2010 VW GTI: OK, Try This One: The 2012 VW Golf R
August 23, 2011
(Photo courtesy of Volkswagen of America, Inc.)
Our departed 2010 Volkswagen GTI caused some derisive opinions in the office. It was like red states versus blue states or cat people versus dog people, but in this case it was editors who loved our GTI (i.e., Riswick) and those who, if not hated, at least disliked it with a fair amount of passion (i.e., Jacquot).
But soon there could be a solution to make both camps happy -- the 2012 Volkswagen Golf R. A meaner, more powerful version of the GTI, this R32 successor could be the car that turns the GTI haters' frowns upside down. But it could also still be refined enough to keep the GTI lovers in their "Das Auto" T-shirts.
So how does it shape up? I got to drive the 2012 Golf R in Herndon, Virginia (near Volkswagen's headquarters) today to find out.
First, some background that's more up-to-date than our first drive. The Golf R gets the same variant of 2.0-liter turbocharged four-cylinder that's used in the 265-horsepower Audi TTS. In Golf R spec, it produces 256 hp and 243 pound-feet of torque. According to VW, the detuning is to ensure durability as the Golf R's front fascia doesn't have as much air flow cooling potential as the TTS'. But as a nod to the car's enthusiast audience, a six-speed manual is the only transmission offered.
The 2012 VW Golf R continues the R32's distinction of standard four-wheel drive. Power is routed to all four wheels through an updated Haldex four-wheel drive system. Unlike a WRX STI, for instance, the Golf R's system is front-wheel drive until additional traction is needed. But compared to the R32, the new system is much quicker and predictive when vectoring torque -- up to 100 percent of it -- to the rear.
The suspension tuning is firmer than the GTI's, with a 0.6-inch drop in ride height below the GTI's already lowered height. European models actually get an adaptive suspension damper option, but it wont be available for the U.S. Even so, the U.S. car isn't defanged -- tuning for the R's suspension is pretty much the same as if you were to set the Euro adaptive suspension to the most aggressive "Sport." The R's steering is still electric assist and has the same ratio, but effort has been retuned to be sportier.
(Euro-spec Golf R. Photo courtesy of Volkswagen of America, Inc.)

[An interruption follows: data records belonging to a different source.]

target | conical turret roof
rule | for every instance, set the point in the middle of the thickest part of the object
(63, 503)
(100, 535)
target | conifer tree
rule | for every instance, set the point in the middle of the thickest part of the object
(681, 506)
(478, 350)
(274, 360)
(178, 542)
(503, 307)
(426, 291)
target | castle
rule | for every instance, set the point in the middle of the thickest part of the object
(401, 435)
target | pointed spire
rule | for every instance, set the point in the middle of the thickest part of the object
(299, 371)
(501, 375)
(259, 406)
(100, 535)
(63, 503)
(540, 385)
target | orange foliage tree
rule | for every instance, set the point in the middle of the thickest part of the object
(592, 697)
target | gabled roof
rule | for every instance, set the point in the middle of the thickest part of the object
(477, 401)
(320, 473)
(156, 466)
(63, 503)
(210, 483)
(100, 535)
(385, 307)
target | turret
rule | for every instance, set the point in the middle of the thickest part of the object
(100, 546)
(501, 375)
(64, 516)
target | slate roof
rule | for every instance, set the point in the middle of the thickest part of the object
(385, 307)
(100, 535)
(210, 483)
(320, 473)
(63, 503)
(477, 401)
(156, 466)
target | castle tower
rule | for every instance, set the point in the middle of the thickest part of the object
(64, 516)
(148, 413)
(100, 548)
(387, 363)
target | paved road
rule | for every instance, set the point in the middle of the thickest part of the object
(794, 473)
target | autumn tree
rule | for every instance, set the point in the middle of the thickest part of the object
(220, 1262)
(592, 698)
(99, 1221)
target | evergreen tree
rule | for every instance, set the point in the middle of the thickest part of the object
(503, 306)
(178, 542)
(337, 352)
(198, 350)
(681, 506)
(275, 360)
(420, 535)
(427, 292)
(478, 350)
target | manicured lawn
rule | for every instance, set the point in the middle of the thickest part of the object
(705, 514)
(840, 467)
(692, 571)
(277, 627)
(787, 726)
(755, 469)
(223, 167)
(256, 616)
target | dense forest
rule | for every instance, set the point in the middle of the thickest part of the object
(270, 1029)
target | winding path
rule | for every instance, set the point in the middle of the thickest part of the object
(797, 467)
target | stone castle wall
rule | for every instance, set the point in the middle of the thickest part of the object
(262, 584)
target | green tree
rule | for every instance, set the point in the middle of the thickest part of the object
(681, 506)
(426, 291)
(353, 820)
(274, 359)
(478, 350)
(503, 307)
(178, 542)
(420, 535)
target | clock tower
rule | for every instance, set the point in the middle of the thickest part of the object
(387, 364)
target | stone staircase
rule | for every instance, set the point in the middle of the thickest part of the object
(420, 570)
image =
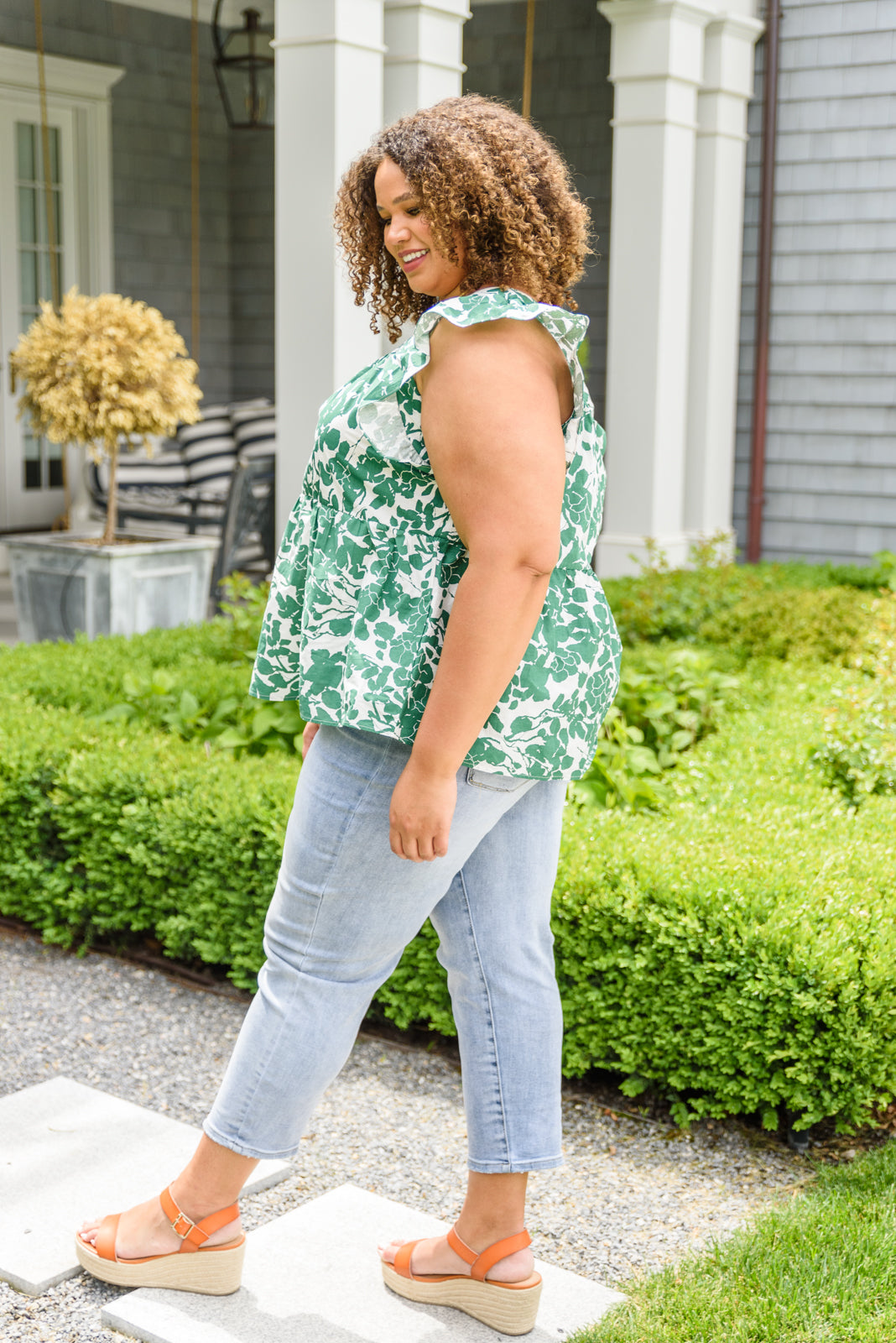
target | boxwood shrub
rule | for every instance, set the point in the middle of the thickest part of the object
(735, 950)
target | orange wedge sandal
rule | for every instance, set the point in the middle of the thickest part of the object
(212, 1269)
(508, 1307)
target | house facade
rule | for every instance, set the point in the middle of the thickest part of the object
(656, 107)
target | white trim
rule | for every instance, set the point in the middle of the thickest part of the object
(454, 66)
(329, 39)
(65, 77)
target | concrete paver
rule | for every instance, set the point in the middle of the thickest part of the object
(69, 1152)
(313, 1276)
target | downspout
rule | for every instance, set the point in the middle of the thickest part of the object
(763, 286)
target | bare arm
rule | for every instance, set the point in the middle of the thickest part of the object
(492, 407)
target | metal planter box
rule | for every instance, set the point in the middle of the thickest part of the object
(63, 584)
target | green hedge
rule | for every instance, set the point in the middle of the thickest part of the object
(737, 948)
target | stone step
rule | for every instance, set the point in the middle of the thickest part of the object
(70, 1152)
(313, 1276)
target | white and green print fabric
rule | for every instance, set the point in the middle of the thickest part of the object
(371, 562)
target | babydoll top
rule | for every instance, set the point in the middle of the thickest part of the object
(371, 562)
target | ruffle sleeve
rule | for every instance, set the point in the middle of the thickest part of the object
(380, 413)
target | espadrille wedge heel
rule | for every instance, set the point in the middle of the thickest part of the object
(508, 1307)
(196, 1267)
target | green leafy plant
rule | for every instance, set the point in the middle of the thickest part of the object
(859, 752)
(734, 950)
(667, 702)
(237, 724)
(822, 624)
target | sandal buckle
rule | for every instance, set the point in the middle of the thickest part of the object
(176, 1225)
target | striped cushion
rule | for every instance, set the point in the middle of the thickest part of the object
(210, 450)
(253, 429)
(137, 470)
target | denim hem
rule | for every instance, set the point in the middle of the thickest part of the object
(538, 1163)
(242, 1150)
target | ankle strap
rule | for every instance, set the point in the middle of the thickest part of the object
(479, 1264)
(194, 1235)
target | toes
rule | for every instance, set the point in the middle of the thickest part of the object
(388, 1252)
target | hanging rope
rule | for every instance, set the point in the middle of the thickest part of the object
(60, 524)
(47, 183)
(195, 286)
(528, 60)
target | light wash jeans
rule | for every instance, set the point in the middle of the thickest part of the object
(342, 912)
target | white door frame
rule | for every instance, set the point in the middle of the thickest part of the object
(78, 101)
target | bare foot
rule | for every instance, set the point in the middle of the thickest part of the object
(436, 1256)
(145, 1231)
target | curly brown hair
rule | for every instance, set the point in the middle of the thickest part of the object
(486, 180)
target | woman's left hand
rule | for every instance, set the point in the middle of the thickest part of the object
(423, 805)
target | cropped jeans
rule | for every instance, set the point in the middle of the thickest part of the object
(344, 910)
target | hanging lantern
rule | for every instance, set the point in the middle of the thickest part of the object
(244, 71)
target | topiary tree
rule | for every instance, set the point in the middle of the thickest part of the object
(102, 371)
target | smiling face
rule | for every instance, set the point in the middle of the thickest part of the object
(408, 238)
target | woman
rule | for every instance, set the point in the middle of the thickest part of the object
(457, 476)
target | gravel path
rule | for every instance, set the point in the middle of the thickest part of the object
(633, 1194)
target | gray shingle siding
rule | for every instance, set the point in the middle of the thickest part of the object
(831, 452)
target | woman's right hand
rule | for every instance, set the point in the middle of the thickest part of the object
(307, 736)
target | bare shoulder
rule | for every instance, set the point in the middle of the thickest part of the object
(521, 356)
(492, 349)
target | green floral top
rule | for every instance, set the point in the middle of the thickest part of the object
(371, 562)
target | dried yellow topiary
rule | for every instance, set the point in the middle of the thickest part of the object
(102, 371)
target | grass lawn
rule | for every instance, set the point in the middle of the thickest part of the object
(817, 1269)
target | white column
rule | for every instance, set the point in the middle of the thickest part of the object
(329, 105)
(715, 289)
(656, 65)
(423, 64)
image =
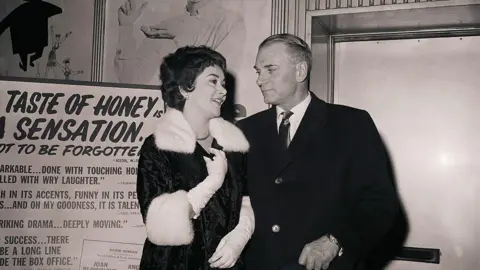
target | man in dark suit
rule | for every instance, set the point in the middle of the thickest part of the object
(317, 173)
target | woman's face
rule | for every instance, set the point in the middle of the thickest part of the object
(209, 93)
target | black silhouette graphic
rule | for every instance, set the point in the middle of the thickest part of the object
(66, 69)
(29, 29)
(57, 40)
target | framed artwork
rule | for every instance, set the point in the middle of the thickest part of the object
(46, 39)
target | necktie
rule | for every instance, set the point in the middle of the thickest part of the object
(283, 130)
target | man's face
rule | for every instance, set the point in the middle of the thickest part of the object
(276, 75)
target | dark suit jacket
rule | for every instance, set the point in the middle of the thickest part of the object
(333, 179)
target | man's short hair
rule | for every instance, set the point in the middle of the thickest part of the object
(297, 47)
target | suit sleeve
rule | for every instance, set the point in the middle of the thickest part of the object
(165, 209)
(371, 195)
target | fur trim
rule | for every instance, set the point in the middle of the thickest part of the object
(175, 134)
(168, 220)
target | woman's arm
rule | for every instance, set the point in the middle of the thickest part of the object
(165, 208)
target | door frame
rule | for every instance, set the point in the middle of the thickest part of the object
(331, 38)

As with the GTI, both two-door and four-door Rs will be sold. Specific changes for the R include unique front and rear fascias, unique 18-inch wheels, dual center-exit exhaust, sport seats and special interior trim details.
I only got to spend about 30 minutes with a Euro-spec two-door R, but even in that short amount of time the changes over the GTI were readily apparent. Slip inside and you'll find the front seats have thicker side bolsters, particularly the lower bolsters for the seat cushion. Personally, I would have liked to see even thicker bolsters for the seatback. It was tricky to determine how the official U.S. car will be compared to the Euro version in terms of minor interior trim details, but it seems safe to say it'll be pretty much like the GTI but with a few variations. Leather is standard (no plaid cloth, sorry), and the smattering of "R" logos is a nice touch.
The manual shifter feels pretty much just like the GTI's, with somewhat long throws but a nice, precise action. The biggest differences, however, come down to power and handling. The Golf R is noticeably quicker than the GTI and gives you a nice shove in the back when you wood the throttle in a low gear. Torque is abundant, lag is minimal and redline is set at 6,500 rpm. The engine/exhaust note is gruffer, though to be honest I think I preferred the more refined sound of our GTI.
I only had one chance to see what the four-wheel-drive system could do -- from a rolling stop, I turned left mashed the throttle. There wasn't any drama or torque steer -- the Golf R just gripped and ripped. It'll be interesting to see how it does in terms of acceleration runs once we get one to test. For what it's worth, VW says it'll hit 60 mph in less than 6 seconds.
The R's suspension is certainly firmer, with less body roll than the GTI. It's a more willing partner for driving aggressively, with sharper responses and meatier (though it's still not particularly communicative) steering. The stability control system has also been dialed back for the R to be less intrusive. However, it's still not fully defeatable. Also, the R will come with all-season tires standard, with no option for summer tires.
The last two bits will probably disappoint hard-core enthusiasts. After all, the car has an "R" in its name, right? But it wasn't Volkswagen's intent to build an Evo. The traditional GTI traits of a stellar interior and an agreeable ride quality are still intact. Basically, what you have here is a GTI that is quicker, more athletic and cooler-looking but still the adult in the hot-hatch segment. And I suspect for just about everybody, that's something that they can be happily non-partisan about.
No official pricing has been announced, but the Golf R is set to go on sale in early 2012. Look for a full test in the coming months.